The premises in the article, by Jonathan Fraley (identified as “AP Energy Writer”), appear sound, and Fraley even quotes esteemed historian Daniel Yergin and the National Resources Defense Council. But even if all the premises pan out as predicted, it would still be no better than a highly qualified plus for the environment. Maybe not even that.
Here’s the trends Fraley identifies. One, cars and trucks are becoming more fuel-efficient. Two, the government is mandating that more ethanol be used as fuel. And three, people are driving less.
But look closer. More fuel-efficient? The new fuel-efficiency standards require that in 2012, each carmaker’s fleet must average 30.1 mpg, compared to 27.5 now. In 2016, the number rises to 35.5. That might save some gas per car, but in environmental terms, it’s pathetically small, and comes years after it would have really helped. (It’s the first mandated increase since 1990.)
Ethanol? Oy vey. Fraley says that by 2022, biofuels — mostly ethanol from corn — will account for one-fourth of all fuel. But it’s been definitively demonstrated that turning corn into fuel takes up nearly as much energy as the fuel produces. The process also raises the price of corn used for food — and of other food, which it makes scarcer because more land is used for corn. And because the corn is grown mostly on industrial-scale farms, it compounds our already terrible problems with nutrient runoff, soil erosion and habitat loss.
Driving less? Well, maybe. But Pittsburgh’s parkways are still jammed tail-lights-to-the-horizon inbound in the morning and outbound at quitting time. Most people over age 16 don’t even leave their house except in a car. (And internal-combustion engines, aside from being hugely inefficient, emit most of their pollution from a cold start, so it doesn’t matter as much that you’re driving 10 miles instead of 15 as it does that you’re still driving.)
Put it all together. Even though, as Fraley notes, U.S. gasoline consumption has declined four years running (admittedly, during a gihugic recession), the upshot is that “[b]y 2030, Americans will burn at least 20 percent less gasoline than today, experts say.”
Swell.
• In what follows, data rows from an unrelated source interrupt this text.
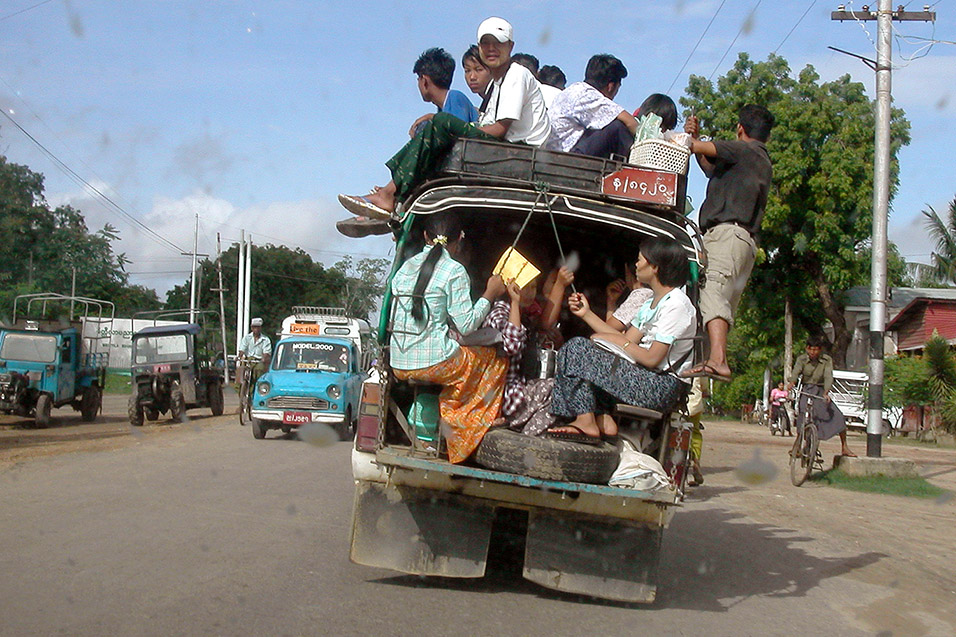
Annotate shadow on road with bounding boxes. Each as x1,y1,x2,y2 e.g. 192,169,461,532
366,505,886,610
657,507,886,611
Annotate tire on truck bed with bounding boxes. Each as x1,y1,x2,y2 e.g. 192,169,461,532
474,428,619,484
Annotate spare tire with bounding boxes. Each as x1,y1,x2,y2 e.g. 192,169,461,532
475,428,619,484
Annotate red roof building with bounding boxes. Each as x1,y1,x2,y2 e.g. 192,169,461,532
886,296,956,352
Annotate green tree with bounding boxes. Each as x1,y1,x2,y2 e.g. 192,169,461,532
923,196,956,286
681,53,911,367
165,244,389,345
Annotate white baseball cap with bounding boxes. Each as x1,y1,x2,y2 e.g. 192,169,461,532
250,317,263,327
477,17,513,43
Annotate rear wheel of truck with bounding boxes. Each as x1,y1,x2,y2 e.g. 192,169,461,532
252,418,267,439
128,394,144,427
80,385,101,422
35,394,53,429
208,382,224,417
170,383,186,423
475,428,619,484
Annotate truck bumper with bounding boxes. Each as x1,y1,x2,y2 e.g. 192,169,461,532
250,409,345,424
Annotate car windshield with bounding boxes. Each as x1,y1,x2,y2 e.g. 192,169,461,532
0,333,58,363
132,334,189,364
274,341,349,373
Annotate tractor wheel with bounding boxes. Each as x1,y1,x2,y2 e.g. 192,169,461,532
208,382,225,417
35,394,53,429
128,394,144,427
170,383,186,423
80,385,101,422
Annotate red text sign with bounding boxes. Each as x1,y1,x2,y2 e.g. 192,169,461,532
282,411,312,425
602,168,679,206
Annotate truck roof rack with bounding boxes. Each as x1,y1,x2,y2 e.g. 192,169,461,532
291,306,348,319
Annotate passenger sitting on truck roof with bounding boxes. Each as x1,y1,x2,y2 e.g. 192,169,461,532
389,212,508,463
337,16,551,220
632,93,678,135
548,237,696,440
545,54,638,160
461,44,492,114
407,47,479,138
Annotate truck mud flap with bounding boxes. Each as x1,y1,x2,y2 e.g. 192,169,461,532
523,509,663,603
350,481,494,578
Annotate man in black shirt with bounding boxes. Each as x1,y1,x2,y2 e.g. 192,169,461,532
682,104,774,381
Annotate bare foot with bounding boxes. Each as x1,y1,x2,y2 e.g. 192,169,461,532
597,413,618,437
842,449,858,458
550,414,600,438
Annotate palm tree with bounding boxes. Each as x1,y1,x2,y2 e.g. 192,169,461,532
923,196,956,285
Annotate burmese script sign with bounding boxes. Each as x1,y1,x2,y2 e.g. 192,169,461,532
602,168,679,207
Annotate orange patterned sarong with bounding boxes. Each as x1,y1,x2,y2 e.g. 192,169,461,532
394,346,506,463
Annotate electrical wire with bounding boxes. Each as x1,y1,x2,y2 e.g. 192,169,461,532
0,0,54,21
773,0,817,54
666,0,729,93
709,0,763,81
0,109,187,255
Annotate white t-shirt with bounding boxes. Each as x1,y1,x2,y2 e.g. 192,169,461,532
539,83,562,110
630,288,696,375
478,63,551,147
546,81,625,152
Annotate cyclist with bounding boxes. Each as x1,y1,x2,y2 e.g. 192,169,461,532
769,381,791,435
790,337,856,457
237,317,272,399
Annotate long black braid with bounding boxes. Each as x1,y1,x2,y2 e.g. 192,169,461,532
411,212,463,322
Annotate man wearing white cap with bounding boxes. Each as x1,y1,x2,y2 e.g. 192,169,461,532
337,17,551,223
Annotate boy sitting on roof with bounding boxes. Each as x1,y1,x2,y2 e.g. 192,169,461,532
338,16,551,220
407,47,479,138
546,54,638,160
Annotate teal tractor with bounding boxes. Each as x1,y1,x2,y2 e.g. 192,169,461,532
0,294,113,428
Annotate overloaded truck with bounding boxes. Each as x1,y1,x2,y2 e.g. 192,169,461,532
0,293,112,427
348,138,706,603
249,307,371,440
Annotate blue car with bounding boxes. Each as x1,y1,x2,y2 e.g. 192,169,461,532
250,335,364,440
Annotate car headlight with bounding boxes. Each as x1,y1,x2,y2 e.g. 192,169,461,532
327,384,341,399
257,381,271,396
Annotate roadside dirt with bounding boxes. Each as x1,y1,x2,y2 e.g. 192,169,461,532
687,420,956,635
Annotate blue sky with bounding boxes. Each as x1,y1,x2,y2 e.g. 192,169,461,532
1,1,952,295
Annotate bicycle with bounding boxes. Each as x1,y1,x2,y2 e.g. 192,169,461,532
769,401,790,436
237,355,263,427
789,389,823,486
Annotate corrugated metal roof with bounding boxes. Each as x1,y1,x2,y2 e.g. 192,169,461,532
844,286,956,311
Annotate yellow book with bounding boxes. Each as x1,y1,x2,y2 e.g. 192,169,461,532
493,247,541,289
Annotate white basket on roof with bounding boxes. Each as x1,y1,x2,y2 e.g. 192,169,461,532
628,138,691,176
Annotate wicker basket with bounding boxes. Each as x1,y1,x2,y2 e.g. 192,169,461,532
628,138,691,175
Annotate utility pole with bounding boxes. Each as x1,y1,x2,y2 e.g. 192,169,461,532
832,2,935,458
236,230,245,356
213,233,230,384
181,212,209,325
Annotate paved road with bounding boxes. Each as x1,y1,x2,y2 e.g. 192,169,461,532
1,399,954,636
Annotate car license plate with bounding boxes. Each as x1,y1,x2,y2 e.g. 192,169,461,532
282,411,311,425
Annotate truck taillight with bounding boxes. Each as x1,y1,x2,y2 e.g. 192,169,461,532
355,382,381,452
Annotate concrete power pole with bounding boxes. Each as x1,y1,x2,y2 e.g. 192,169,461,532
214,233,230,384
236,230,245,356
831,2,935,458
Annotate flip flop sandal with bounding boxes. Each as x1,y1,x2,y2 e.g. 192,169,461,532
336,217,392,238
544,426,603,446
337,194,392,221
682,363,732,382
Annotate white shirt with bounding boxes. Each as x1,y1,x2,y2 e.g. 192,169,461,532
539,83,562,110
630,288,696,375
238,332,272,359
546,81,625,152
478,63,551,147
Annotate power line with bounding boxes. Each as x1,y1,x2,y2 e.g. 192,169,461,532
709,0,764,81
774,0,818,54
0,109,187,254
667,0,728,94
0,0,54,21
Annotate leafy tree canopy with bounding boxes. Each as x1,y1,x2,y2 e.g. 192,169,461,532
682,53,910,370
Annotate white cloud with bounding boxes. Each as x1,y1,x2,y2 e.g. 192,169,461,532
47,186,395,296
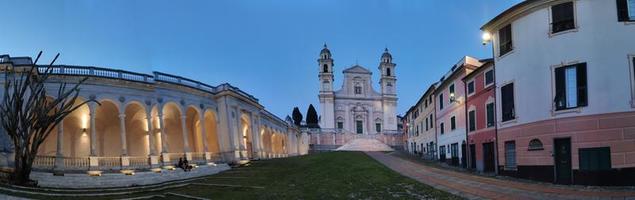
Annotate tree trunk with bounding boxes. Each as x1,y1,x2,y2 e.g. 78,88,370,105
11,147,35,186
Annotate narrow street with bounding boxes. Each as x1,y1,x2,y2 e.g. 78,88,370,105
367,151,635,200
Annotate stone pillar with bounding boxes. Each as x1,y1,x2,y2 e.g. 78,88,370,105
146,114,156,156
250,113,260,159
89,102,97,156
234,107,245,159
200,112,209,153
158,111,168,153
119,113,128,156
180,115,191,152
53,121,64,173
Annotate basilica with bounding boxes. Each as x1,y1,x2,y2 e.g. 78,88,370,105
317,45,399,135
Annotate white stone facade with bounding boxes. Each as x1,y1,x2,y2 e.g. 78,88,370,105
0,55,310,174
317,45,398,135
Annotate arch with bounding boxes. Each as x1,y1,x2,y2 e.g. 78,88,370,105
124,101,148,156
204,109,220,153
240,113,253,159
186,106,202,152
528,139,544,151
95,99,122,156
323,64,328,73
387,68,391,76
163,102,185,153
39,96,91,158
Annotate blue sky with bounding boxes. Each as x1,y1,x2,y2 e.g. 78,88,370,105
0,0,520,118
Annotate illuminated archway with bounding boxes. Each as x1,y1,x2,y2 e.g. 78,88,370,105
95,100,121,156
124,102,148,156
186,106,201,152
39,97,91,157
163,102,185,153
204,110,220,153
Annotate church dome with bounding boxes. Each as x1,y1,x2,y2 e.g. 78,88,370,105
320,44,331,55
381,48,392,60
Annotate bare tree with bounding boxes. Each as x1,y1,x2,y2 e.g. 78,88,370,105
0,52,94,186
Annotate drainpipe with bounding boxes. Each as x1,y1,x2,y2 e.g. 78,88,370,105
462,76,469,170
490,43,500,175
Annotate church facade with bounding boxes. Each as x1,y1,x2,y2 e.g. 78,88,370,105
317,45,399,135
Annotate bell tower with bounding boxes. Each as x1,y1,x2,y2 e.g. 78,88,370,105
379,48,396,96
379,48,398,132
318,44,335,129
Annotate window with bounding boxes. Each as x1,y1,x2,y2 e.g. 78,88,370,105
375,123,381,133
468,110,476,132
486,103,495,127
416,125,419,136
425,118,429,131
323,64,328,73
440,122,445,134
337,121,343,129
424,99,428,108
617,0,635,22
528,139,544,151
551,2,575,34
429,95,432,104
356,120,363,134
354,86,362,94
505,141,517,170
498,24,512,56
501,83,516,122
429,115,433,128
439,94,444,110
387,68,391,76
449,84,455,103
467,81,475,95
485,70,494,86
579,147,611,171
554,63,587,111
450,116,456,130
451,143,459,158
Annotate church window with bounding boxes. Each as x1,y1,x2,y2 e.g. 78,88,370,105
356,120,363,134
323,64,328,73
375,123,381,133
354,86,362,94
387,68,391,76
337,121,343,129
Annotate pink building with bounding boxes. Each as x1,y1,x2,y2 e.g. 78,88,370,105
463,59,496,173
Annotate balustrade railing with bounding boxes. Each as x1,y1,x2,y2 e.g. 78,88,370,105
128,156,150,168
64,157,90,170
98,157,122,170
190,152,206,164
208,152,222,163
154,72,216,94
37,65,154,83
33,155,55,170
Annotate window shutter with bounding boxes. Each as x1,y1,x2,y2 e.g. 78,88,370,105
576,63,588,107
617,0,629,21
555,67,566,110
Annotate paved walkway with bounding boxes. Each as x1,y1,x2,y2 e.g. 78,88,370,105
366,152,635,200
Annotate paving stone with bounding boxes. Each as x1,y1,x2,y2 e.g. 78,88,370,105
366,152,635,200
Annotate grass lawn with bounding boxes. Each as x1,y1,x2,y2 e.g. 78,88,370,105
1,151,462,199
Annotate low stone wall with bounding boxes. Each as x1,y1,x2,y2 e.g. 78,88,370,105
31,164,230,189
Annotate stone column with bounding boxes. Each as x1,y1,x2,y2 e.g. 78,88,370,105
146,114,156,155
118,113,128,156
200,112,209,152
234,107,245,159
158,111,168,153
180,115,191,152
53,121,64,172
250,113,260,159
88,102,97,156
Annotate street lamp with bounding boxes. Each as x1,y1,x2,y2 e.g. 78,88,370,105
482,31,492,45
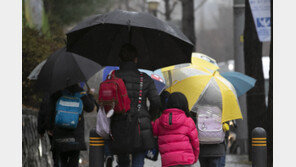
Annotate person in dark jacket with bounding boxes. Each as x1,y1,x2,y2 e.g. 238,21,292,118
37,83,95,167
198,121,228,167
110,43,161,167
199,143,225,167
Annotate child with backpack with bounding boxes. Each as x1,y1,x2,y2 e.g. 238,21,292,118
152,92,200,167
38,83,95,167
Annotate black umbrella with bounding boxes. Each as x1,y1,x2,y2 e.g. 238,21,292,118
66,10,194,71
35,47,102,94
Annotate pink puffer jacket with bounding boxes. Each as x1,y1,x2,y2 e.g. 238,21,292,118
152,108,199,167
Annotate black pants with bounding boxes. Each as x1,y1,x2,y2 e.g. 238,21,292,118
53,150,80,167
199,156,221,167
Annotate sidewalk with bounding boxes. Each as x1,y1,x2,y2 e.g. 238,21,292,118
112,154,251,167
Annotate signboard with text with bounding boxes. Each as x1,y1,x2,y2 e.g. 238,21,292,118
249,0,271,42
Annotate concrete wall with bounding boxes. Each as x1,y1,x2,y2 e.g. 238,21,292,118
22,108,53,167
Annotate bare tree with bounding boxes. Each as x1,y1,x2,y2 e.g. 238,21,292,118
124,0,131,10
195,0,207,11
180,0,196,49
163,0,178,20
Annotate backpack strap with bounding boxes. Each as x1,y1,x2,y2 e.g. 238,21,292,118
137,72,144,112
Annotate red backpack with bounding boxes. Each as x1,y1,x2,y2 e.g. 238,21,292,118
98,71,131,113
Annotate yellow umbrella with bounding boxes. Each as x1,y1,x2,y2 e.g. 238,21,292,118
161,52,218,73
191,52,219,72
165,66,242,123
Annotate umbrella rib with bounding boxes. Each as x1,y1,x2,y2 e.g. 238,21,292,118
194,77,214,107
71,55,89,82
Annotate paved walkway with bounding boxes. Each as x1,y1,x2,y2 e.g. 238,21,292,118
112,154,251,167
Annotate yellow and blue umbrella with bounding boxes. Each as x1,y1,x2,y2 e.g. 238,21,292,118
162,65,242,123
191,52,219,72
191,53,255,97
160,52,219,81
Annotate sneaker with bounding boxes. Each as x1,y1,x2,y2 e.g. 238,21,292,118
106,156,113,167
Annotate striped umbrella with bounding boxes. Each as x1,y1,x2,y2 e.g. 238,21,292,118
162,65,242,123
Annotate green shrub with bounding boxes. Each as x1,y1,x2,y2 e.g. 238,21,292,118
22,26,64,108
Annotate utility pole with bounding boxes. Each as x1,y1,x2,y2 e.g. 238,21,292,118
233,0,248,154
244,0,266,161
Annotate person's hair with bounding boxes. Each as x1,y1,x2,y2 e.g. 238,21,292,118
119,43,138,62
160,90,171,111
166,92,190,116
65,83,82,93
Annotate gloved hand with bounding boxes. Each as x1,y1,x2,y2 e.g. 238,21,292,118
223,123,229,132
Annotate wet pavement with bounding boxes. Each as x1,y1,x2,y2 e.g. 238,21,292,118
112,154,252,167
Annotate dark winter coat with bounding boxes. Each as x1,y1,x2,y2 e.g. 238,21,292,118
111,61,161,152
37,85,95,152
199,143,226,157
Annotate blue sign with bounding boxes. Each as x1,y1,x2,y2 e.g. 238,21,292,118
249,0,271,42
256,17,271,28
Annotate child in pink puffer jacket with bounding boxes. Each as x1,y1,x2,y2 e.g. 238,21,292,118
152,92,200,167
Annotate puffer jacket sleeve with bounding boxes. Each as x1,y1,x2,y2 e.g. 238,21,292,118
187,118,200,163
146,76,161,120
151,119,159,137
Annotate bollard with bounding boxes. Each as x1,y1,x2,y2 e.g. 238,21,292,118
89,128,104,167
252,127,267,167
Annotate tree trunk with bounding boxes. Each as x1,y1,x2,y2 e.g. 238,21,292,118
181,0,196,49
124,0,130,10
164,0,171,20
267,0,273,166
244,0,267,161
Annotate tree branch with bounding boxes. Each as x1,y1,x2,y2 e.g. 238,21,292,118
195,0,207,11
157,9,166,16
169,0,178,14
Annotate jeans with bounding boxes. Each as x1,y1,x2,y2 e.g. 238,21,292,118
104,139,113,157
199,157,221,167
218,155,226,167
117,151,146,167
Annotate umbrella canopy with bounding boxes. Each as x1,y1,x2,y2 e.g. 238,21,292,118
87,66,166,95
220,71,256,97
35,47,102,94
66,9,193,71
27,59,47,80
160,52,219,75
191,52,219,72
163,66,242,123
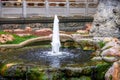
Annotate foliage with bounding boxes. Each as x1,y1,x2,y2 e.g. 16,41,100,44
0,31,8,34
8,34,37,44
77,76,91,80
98,41,106,48
94,63,111,80
27,67,47,80
0,64,47,80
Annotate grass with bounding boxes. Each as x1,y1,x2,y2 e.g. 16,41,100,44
0,31,8,34
7,34,37,44
0,31,37,44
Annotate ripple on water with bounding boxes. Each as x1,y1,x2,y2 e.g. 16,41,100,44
18,48,93,68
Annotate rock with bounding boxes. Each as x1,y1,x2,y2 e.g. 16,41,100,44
101,47,120,57
76,30,88,34
105,61,120,80
91,57,103,61
34,28,52,36
103,37,113,42
1,63,17,76
49,33,73,42
101,40,118,50
25,27,32,32
71,34,82,41
102,57,119,63
60,34,73,42
91,38,120,63
6,34,14,41
90,0,120,38
0,34,14,44
3,29,13,33
85,23,92,32
91,56,119,62
0,37,7,44
0,63,46,80
101,40,120,57
16,33,31,37
14,29,25,34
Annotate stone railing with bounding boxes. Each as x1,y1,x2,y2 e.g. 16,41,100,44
1,1,98,8
0,0,98,17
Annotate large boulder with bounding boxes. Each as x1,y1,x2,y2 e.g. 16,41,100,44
101,40,120,57
0,34,14,44
90,0,120,38
25,27,32,32
105,61,120,80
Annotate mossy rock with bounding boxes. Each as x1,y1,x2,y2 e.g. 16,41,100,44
63,41,78,48
78,76,91,80
60,76,91,80
0,63,47,80
0,61,111,80
0,63,17,76
78,40,99,51
27,67,47,80
93,63,112,80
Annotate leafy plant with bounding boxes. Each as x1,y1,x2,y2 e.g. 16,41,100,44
98,41,106,48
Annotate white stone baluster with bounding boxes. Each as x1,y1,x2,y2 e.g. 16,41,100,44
22,0,27,18
45,0,49,17
85,0,88,16
66,0,69,16
0,0,2,18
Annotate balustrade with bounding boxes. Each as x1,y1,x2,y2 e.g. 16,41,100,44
0,0,98,17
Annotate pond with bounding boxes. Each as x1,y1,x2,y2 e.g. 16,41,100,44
0,47,93,68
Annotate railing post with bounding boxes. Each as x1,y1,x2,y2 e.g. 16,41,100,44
85,0,88,16
45,0,49,17
66,0,69,16
0,0,2,18
22,0,27,18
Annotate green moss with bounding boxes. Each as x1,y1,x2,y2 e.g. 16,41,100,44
68,76,91,80
82,67,92,75
0,63,6,75
7,34,37,44
52,71,66,80
0,63,17,76
0,30,37,44
0,63,47,80
98,41,106,48
79,76,91,80
27,67,47,80
95,63,111,80
0,31,8,34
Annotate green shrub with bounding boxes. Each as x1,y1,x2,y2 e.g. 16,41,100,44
98,41,106,48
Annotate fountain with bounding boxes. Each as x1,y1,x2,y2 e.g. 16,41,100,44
50,15,61,55
0,0,118,79
0,15,93,68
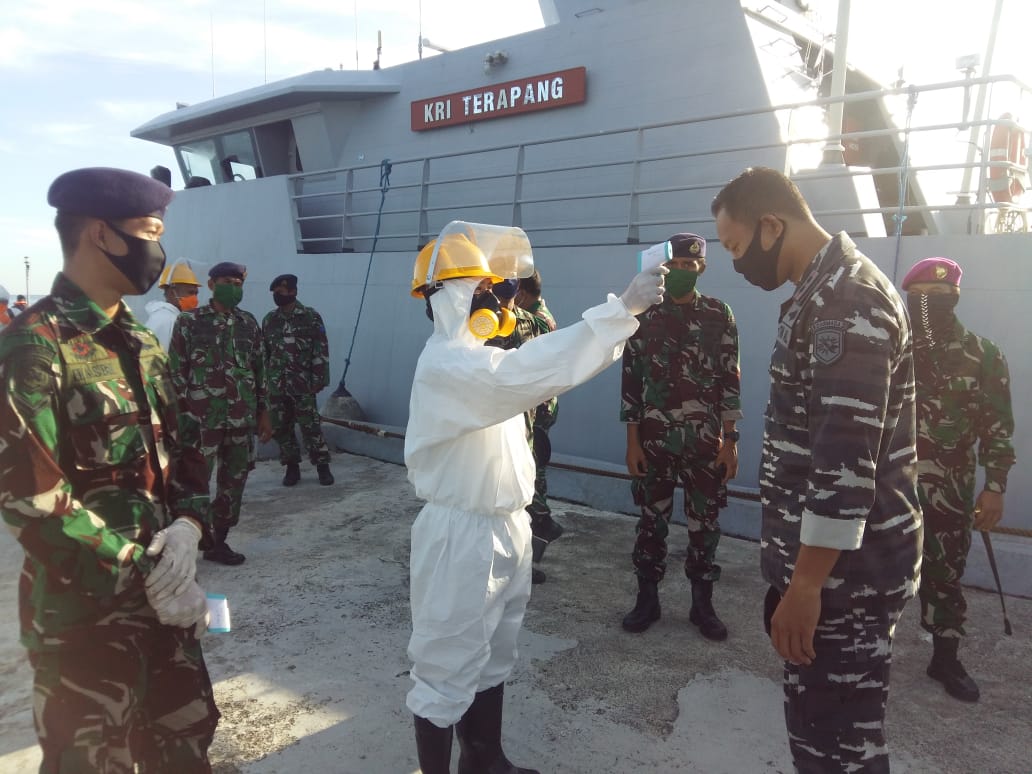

But even at that estimate would provide only a sliver of the reductions in greenhouse gasses necessary to alleviate climate change. As Fraley says, “emissions of carbon dioxide will grow more slowly” — not actually shrink.
And of course we’d still have all the other problems of a totally automobile-dependent culture, including the billions spent to build and widen roads. That would further damage wildlife habitat and ecosystems like wetlands that provide critical environmental services, while facilitating poisonous runoff into our waterways.
Bonus fun fact: Fraley notes that even though we might be driving less a decade hence, the government projects that the number of cars will actually grow by 27 million, or about 12 percent.
Even after those four years of declining gas usage, Americans are still using 344 million gallons of gas a day. It’s by far the world’s biggest gas gluttony, in absolute terms and per capita both.
Gas holes are where the gas goes, so the gas holes can go further. Until there are far fewer of them, and until they’re no longer people’s default vehicle, our transportation system isn’t going to be much help in addressing our systematic destruction of the planet.